Marawi group wary of China role in program to rebuild

TERROR WATCHSoldiers secure areas cleared of Islamic State fighters in Marawi City in March to prevent a return of terrorists to the place. —RICHEL V. UMEL

MARAWI CITY—One of several groups representing residents of this bombed out city vented its ire on the government’s insistence to hand over the city’s rehabilitation to mainly Chinese financiers, saying city folk could lose land in the process.

Drieza Lininding, chair of Moro Consensus Group, said his group continued to oppose all joint venture proposals from private investors to rebuild the city because these plans meant investors would have to recoup their money.

“We don’t want private investors to have joint venture agreements within the MAA (most affected areas),” Lininding told the Inquirer by phone, referring to the 24 villages that constituted ground zero of the war on Abu Sayyaf and Maute followers of Islamic State last year.

How to repay

“If the Chinese does something under Build Operate Transfer they would surely want to profit from it,” he said.

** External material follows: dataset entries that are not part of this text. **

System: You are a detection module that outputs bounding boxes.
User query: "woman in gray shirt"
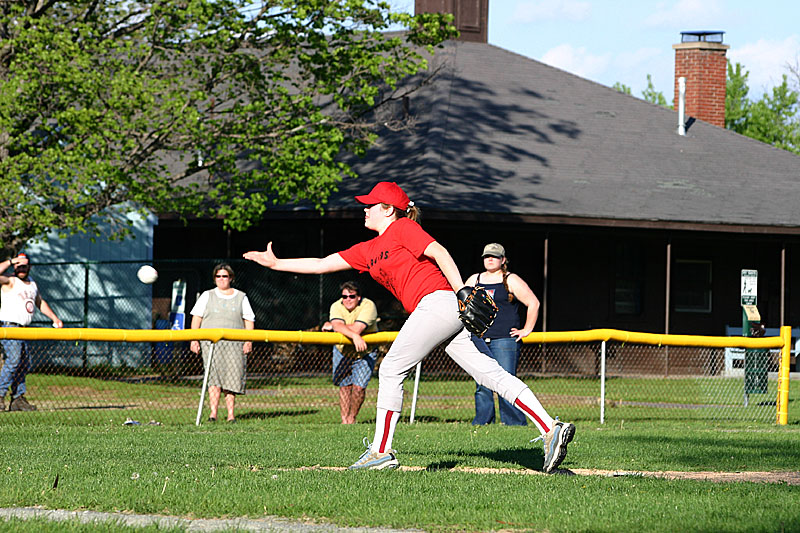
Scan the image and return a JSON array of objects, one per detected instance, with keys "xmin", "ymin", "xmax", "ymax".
[{"xmin": 189, "ymin": 263, "xmax": 256, "ymax": 422}]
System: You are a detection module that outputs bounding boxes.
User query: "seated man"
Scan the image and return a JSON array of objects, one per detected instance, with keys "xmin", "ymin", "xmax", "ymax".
[{"xmin": 322, "ymin": 281, "xmax": 378, "ymax": 424}]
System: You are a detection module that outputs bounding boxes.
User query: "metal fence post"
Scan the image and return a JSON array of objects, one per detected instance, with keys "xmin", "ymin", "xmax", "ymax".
[
  {"xmin": 194, "ymin": 343, "xmax": 216, "ymax": 426},
  {"xmin": 600, "ymin": 341, "xmax": 606, "ymax": 424}
]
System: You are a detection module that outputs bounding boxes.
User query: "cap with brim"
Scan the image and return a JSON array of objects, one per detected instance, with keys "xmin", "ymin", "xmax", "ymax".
[
  {"xmin": 356, "ymin": 181, "xmax": 410, "ymax": 211},
  {"xmin": 481, "ymin": 242, "xmax": 506, "ymax": 257}
]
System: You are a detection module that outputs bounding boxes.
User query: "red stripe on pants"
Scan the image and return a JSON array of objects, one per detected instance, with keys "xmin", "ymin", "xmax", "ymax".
[{"xmin": 378, "ymin": 411, "xmax": 394, "ymax": 453}]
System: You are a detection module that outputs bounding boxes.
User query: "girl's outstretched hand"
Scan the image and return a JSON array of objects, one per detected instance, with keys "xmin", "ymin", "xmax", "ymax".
[{"xmin": 242, "ymin": 241, "xmax": 278, "ymax": 268}]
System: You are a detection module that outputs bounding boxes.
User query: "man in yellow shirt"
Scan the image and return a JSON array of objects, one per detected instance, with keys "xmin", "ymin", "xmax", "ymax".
[{"xmin": 322, "ymin": 281, "xmax": 378, "ymax": 424}]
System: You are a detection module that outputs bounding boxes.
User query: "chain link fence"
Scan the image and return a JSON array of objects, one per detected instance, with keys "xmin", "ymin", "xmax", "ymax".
[{"xmin": 0, "ymin": 260, "xmax": 796, "ymax": 424}]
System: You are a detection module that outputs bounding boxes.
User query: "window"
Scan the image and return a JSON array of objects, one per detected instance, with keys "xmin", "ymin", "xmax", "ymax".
[
  {"xmin": 672, "ymin": 259, "xmax": 711, "ymax": 313},
  {"xmin": 614, "ymin": 243, "xmax": 644, "ymax": 315}
]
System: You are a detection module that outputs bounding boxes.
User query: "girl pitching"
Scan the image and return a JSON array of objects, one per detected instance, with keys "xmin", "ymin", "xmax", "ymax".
[{"xmin": 244, "ymin": 181, "xmax": 575, "ymax": 472}]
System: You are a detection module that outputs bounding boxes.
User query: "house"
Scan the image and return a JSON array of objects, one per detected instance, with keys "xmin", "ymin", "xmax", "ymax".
[{"xmin": 154, "ymin": 0, "xmax": 800, "ymax": 335}]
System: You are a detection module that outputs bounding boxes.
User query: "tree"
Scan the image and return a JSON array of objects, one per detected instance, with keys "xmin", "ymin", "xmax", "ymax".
[
  {"xmin": 611, "ymin": 81, "xmax": 633, "ymax": 96},
  {"xmin": 642, "ymin": 74, "xmax": 672, "ymax": 108},
  {"xmin": 0, "ymin": 0, "xmax": 456, "ymax": 251},
  {"xmin": 725, "ymin": 62, "xmax": 800, "ymax": 154}
]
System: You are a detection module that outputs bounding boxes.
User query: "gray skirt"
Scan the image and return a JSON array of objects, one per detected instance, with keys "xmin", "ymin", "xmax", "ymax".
[{"xmin": 200, "ymin": 341, "xmax": 247, "ymax": 394}]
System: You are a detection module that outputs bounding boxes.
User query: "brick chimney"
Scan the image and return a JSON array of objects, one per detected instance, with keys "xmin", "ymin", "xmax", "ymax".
[
  {"xmin": 414, "ymin": 0, "xmax": 489, "ymax": 43},
  {"xmin": 672, "ymin": 31, "xmax": 730, "ymax": 128}
]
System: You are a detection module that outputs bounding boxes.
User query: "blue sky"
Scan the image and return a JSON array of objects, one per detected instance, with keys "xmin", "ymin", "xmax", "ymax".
[{"xmin": 390, "ymin": 0, "xmax": 800, "ymax": 102}]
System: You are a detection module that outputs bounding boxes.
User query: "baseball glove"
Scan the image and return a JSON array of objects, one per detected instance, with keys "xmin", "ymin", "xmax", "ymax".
[{"xmin": 456, "ymin": 286, "xmax": 497, "ymax": 337}]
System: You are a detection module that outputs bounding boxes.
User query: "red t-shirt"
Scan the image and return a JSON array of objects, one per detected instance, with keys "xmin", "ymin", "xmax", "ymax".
[{"xmin": 339, "ymin": 217, "xmax": 453, "ymax": 313}]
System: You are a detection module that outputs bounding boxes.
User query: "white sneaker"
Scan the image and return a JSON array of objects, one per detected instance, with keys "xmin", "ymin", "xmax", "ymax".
[
  {"xmin": 347, "ymin": 438, "xmax": 400, "ymax": 470},
  {"xmin": 543, "ymin": 421, "xmax": 575, "ymax": 474}
]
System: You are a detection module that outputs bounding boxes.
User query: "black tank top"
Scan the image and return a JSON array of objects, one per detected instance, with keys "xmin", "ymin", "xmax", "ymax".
[{"xmin": 475, "ymin": 274, "xmax": 520, "ymax": 339}]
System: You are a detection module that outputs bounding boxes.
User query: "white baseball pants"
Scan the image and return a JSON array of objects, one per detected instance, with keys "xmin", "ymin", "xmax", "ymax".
[{"xmin": 377, "ymin": 291, "xmax": 528, "ymax": 412}]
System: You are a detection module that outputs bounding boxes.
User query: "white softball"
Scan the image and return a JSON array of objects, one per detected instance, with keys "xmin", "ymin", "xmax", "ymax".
[{"xmin": 136, "ymin": 265, "xmax": 158, "ymax": 285}]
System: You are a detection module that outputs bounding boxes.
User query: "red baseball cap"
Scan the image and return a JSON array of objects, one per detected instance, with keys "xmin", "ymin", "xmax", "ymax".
[{"xmin": 356, "ymin": 181, "xmax": 413, "ymax": 211}]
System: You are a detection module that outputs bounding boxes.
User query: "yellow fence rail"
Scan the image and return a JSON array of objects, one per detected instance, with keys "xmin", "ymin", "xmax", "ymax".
[{"xmin": 0, "ymin": 326, "xmax": 791, "ymax": 425}]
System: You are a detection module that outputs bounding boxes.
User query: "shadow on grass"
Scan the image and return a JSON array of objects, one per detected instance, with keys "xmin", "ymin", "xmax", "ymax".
[
  {"xmin": 236, "ymin": 409, "xmax": 319, "ymax": 420},
  {"xmin": 482, "ymin": 446, "xmax": 544, "ymax": 470}
]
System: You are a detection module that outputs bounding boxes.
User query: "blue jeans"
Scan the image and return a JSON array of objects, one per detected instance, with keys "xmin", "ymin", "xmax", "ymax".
[
  {"xmin": 333, "ymin": 346, "xmax": 378, "ymax": 389},
  {"xmin": 472, "ymin": 335, "xmax": 528, "ymax": 426},
  {"xmin": 0, "ymin": 326, "xmax": 31, "ymax": 399}
]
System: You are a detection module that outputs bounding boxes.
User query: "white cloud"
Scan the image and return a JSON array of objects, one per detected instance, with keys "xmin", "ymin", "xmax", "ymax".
[
  {"xmin": 541, "ymin": 44, "xmax": 611, "ymax": 80},
  {"xmin": 516, "ymin": 0, "xmax": 592, "ymax": 23},
  {"xmin": 644, "ymin": 0, "xmax": 725, "ymax": 31},
  {"xmin": 728, "ymin": 34, "xmax": 800, "ymax": 99}
]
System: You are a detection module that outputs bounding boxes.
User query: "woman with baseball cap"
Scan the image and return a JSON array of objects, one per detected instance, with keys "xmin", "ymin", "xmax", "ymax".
[
  {"xmin": 244, "ymin": 181, "xmax": 575, "ymax": 472},
  {"xmin": 467, "ymin": 242, "xmax": 539, "ymax": 426}
]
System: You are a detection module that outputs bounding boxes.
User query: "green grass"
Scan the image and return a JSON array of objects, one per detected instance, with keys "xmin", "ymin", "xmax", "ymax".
[
  {"xmin": 0, "ymin": 416, "xmax": 800, "ymax": 531},
  {"xmin": 15, "ymin": 374, "xmax": 800, "ymax": 425}
]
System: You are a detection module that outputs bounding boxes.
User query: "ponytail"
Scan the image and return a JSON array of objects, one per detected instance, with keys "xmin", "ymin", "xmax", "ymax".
[
  {"xmin": 500, "ymin": 258, "xmax": 514, "ymax": 302},
  {"xmin": 381, "ymin": 202, "xmax": 422, "ymax": 222}
]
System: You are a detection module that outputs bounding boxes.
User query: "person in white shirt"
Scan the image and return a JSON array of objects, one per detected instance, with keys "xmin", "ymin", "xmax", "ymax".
[
  {"xmin": 189, "ymin": 263, "xmax": 256, "ymax": 423},
  {"xmin": 0, "ymin": 253, "xmax": 64, "ymax": 411}
]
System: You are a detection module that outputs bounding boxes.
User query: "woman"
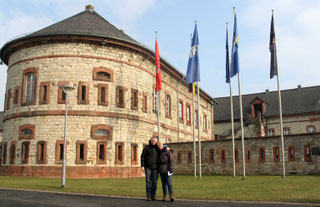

“But without a feasibility study, how would they know if their ventures would earn or not?” Lininding added.

“So what happens when they don’t earn? How could we repay them? We would end up losing our land,” he said.

He expressed dismay that while it was too easy for the government to bomb residents’ houses and buildings, it was too reluctant to spend for the bombed out areas’ rebuilding.

“It was so easy for them to destroy but when it comes to rebuilding, they leave it to private developers,” Lininding said.

“And we end up losing our lands. Where is justice here?” he said.

Another China firm

Secretary Eduardo del Rosario, of the Housing and Urban Development Coordinating Council and chair of Task Force Bangon Marawi, said the rehabilitation contractor would be known next week when negotiations would have been completed.

Del Rosario, at a press briefing in the Lanao del Sur provincial capitol on Friday, said groundbreaking rites for the rehabilitation program, initially set in June or July this year, had again been moved to September.

Visit

He said a committee selecting the contractor had been negotiating with Power China, a Chinese government-owned company and builder of a 550-megawatt coal power plant in the town of Kauswagan, Lanao del Norte province.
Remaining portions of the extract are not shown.